The issue of The New Yorker with Nicholson Baker’s article about video games finally staggered into the mailbox the other day, so at last I was able to read what a smart outsider has to say about gaming. For one thing, it’s pretty great to see this level of engagement with games in the pages of such an iconic magazine. I enjoyed Tom Bissell’s coverage of Cliff Bleszinksi from Epic, but that was a profile piece, rather than about games specifically.

So what does Baker have to say? Unfortunately, not as much as you might like. He finds games occasionally beautiful and too often horribly violent. That’s fine, of course, because it’s more or less the truth about games. On the other hand, it borders on the utterly uninformative. Baker simply doesn’t contribute much to how we can think about and experience games.

This presents a larger problem to the extent that Baker’s real audience isn’t gamers like myself, but more likely people who don’t play games. The one “pro” offered, games’ beauty, is easily outweighed in the article by Baker’s observations about violence, treatment of women, and, crucially, the sheer difficulty of playing the game at all. If we were to summarise his experience and the article most succinctly it might be, “Hey, that’s quite beaut… oh. I died. Again.”

I’m certainly not going to claim Baker’s wrong about games being hard to pick up and violent when you do, but the problem with sending someone who can’t play to tell the world about games is pretty obvious. Pick your metaphor. It’s like getting a 98 pound weakling onto a football team to tell us what it’s like in the NFL. Interesting, but only from a strange, jarring, and depressing perspective. The article’s not good PR for games, because there’s a real sense in which Baker didn’t have the chance to “really” play them. That’s fine, of course, and it points out the glaring problem that games exclude all who aren’t literate (or incredibly devoted and patient), but it misses more or less every aspect of what is wonderful about playing these things.

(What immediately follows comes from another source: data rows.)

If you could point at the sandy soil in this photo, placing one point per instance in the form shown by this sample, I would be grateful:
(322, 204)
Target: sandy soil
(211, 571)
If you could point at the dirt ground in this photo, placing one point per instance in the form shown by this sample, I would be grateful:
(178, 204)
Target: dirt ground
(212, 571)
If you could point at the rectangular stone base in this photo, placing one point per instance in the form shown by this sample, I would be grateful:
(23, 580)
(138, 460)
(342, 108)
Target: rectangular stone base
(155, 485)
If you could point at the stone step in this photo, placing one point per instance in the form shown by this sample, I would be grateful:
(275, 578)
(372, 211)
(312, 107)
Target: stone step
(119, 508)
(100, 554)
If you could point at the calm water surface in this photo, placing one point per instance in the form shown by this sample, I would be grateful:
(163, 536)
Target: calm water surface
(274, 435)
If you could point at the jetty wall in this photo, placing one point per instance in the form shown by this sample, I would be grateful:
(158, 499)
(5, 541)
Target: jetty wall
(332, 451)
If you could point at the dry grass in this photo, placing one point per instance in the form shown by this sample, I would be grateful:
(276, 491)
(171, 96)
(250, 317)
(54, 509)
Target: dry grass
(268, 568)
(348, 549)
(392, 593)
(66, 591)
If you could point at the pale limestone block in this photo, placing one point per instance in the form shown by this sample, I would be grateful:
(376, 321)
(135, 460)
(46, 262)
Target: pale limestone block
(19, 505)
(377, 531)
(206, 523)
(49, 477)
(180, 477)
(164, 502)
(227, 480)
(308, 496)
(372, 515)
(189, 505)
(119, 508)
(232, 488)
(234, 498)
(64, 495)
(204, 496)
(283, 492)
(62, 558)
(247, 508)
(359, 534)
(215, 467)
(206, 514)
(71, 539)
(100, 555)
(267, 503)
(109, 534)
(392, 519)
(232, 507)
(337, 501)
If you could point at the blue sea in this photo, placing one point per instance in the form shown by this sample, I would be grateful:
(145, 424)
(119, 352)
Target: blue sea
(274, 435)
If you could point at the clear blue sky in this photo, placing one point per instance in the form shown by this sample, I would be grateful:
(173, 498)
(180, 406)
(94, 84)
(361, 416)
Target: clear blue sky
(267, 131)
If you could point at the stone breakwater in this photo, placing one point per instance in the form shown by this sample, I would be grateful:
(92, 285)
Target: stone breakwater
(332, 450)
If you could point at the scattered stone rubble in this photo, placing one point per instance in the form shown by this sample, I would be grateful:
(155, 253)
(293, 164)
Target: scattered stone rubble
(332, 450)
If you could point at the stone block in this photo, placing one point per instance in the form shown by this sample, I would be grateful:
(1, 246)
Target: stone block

When I think back to the various magical times I’ve had in games, it seems impossible to me that Baker would have been able to experience them – they all required a basic competence in those digital worlds. My lack of “staying frosty” in Modern Warfare 2 was tied to my otherwise not awful ability with FPS games. My epiphany about being an outsider in a modernising world in Red Dead Redemption meant getting through as much as twenty hours of play. And so on.

I’m not suggesting that it’s a good thing that games set the bar high and take forever, these things could be handled better perhaps, but I do think it’s an important feature of games that we earn our experiences in them. Having games interpreted for us by someone who doesn’t play is like the New Yorker’s film critic being someone who’s never watched movies before. The criticism will be novel, sure, but not particularly deep or interesting.

Baker ended his piece a little condescendingly with the quip that he would now take a walk outside, feel the breeze, avoid the ticks. I think I’ll return to the world of Legend of Zelda, push a few blocks, open a few chests, save the world. You know.